Arnold Schwarzenegger Wishes He Were Running for President This Year

If he had his druthers, Arnold Schwarzenegger would continue his 30-year-plus streak of voting Republican in the upcoming presidential election.

In his perfect world, he’d be casting a ballot for himself. That can’t happen, of course, because the actor-politician-businessman-bodybuilder-philanthropist-advertising pitchman is a native Austrian, from a bleak working-class town called Thal.

But a rags-to-riches immigrant can dream, can’t he?

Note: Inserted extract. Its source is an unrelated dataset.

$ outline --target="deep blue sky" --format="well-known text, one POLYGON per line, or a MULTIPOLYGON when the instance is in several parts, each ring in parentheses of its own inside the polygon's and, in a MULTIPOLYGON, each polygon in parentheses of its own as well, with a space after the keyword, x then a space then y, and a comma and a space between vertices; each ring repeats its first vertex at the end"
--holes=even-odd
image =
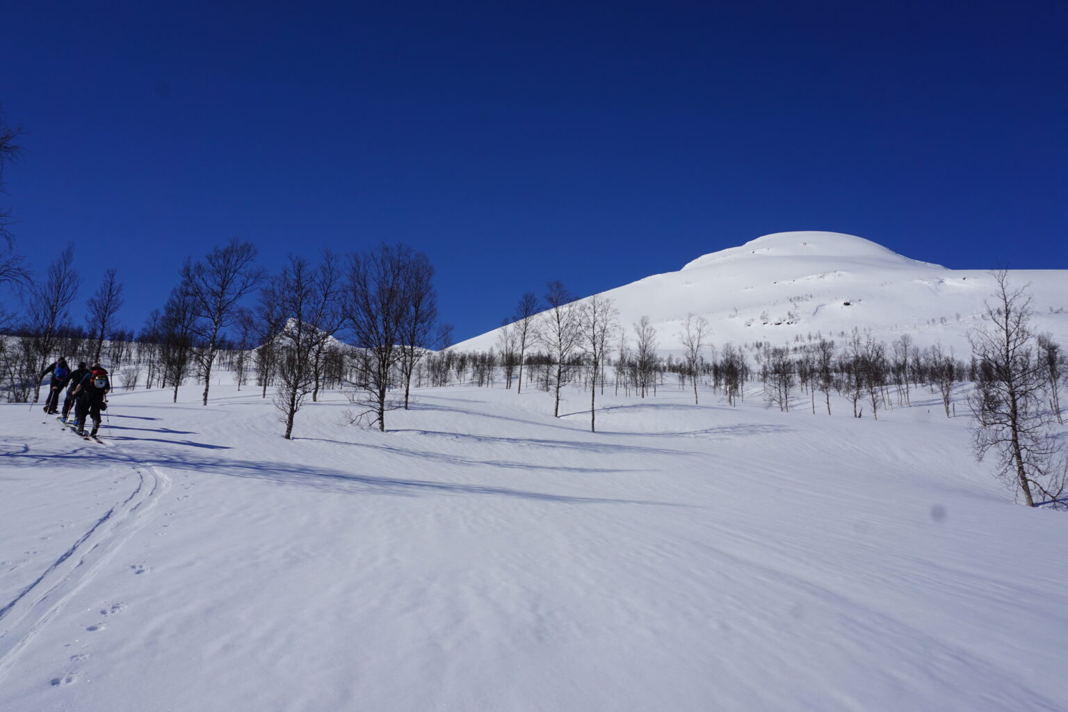
POLYGON ((788 230, 1065 268, 1066 6, 6 3, 2 200, 135 329, 231 237, 407 242, 457 339, 788 230))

“If I’d been born in America, I would’ve run,” he tells Adweek one early September afternoon in the offices of the Schwarzenegger Institute for State and Global Policy at the University of Southern California in Los Angeles. “Because now? This was a very good time to get in the race.”

What a different contest it would’ve been. Though purely hypothetical, political observers say the man dubbed “the Governator” during his two terms as California’s top politico, from 2003-2011, could’ve bested his friends Ohio Gov. John Kasich and eventual nominee Donald Trump in the primaries. Meaning Schwarzenegger would have been the one facing off against Democratic nominee Hillary Clinton, pushing his fiscally conservative, socially liberal version of the GOP, and also possibly reliving sexual misconduct allegations leveled against him in 2003 on the eve of the gubernatorial election. (He admitted back then that he had “behaved badly” and that at least some of the accusations were true, commenting, “Where there’s smoke, there’s fire.” He apologized and, days later, won his first term with 48.6 percent of the vote.)

As the strangest presidential campaign in recent U.S. history winds down, Schwarzenegger is focused on interests beyond politics—entertainment and advocacy among them—and when it comes time to pull the lever, he says, he will be voting for anybody but Trump, as he urged his nearly 4 million Twitter followers to do. The tweet from Oct. 8 reads: “For the first time since I became a citizen in 1983, I will not vote for the Republican candidate for president. As proud as I am to label myself a Republican, there is one label that I hold above all else: American. So I want to take a moment today to remind my fellow Republicans that it is not only acceptable to choose your country over your party—it is your duty.”

(The tweet went out the day after a controversy erupted over Trump’s lewd comments about women on a leaked Access Hollywood tape. Schwarzenegger has not commented publicly on the election since.)
Those close to the action hero say the move was vintage Arnold, a closely considered decision shared in a way and at a time that suited him. This is the man, after all, who used NBC’s Tonight Show as the kickoff of his first campaign for California governor, donned a disguise and punked exercisers at Gold’s Gym in a fundraising video for one of his pet projects, regularly takes to the social site Reddit and (move over, millennials) has become the king of Snapchat at 69 years old. Schwarzenegger is a master of media and spectacle (see: his Austrian army tank destroying stuff for charity) and a born marketer who started building his personal brand long before there were best-selling books on the subject.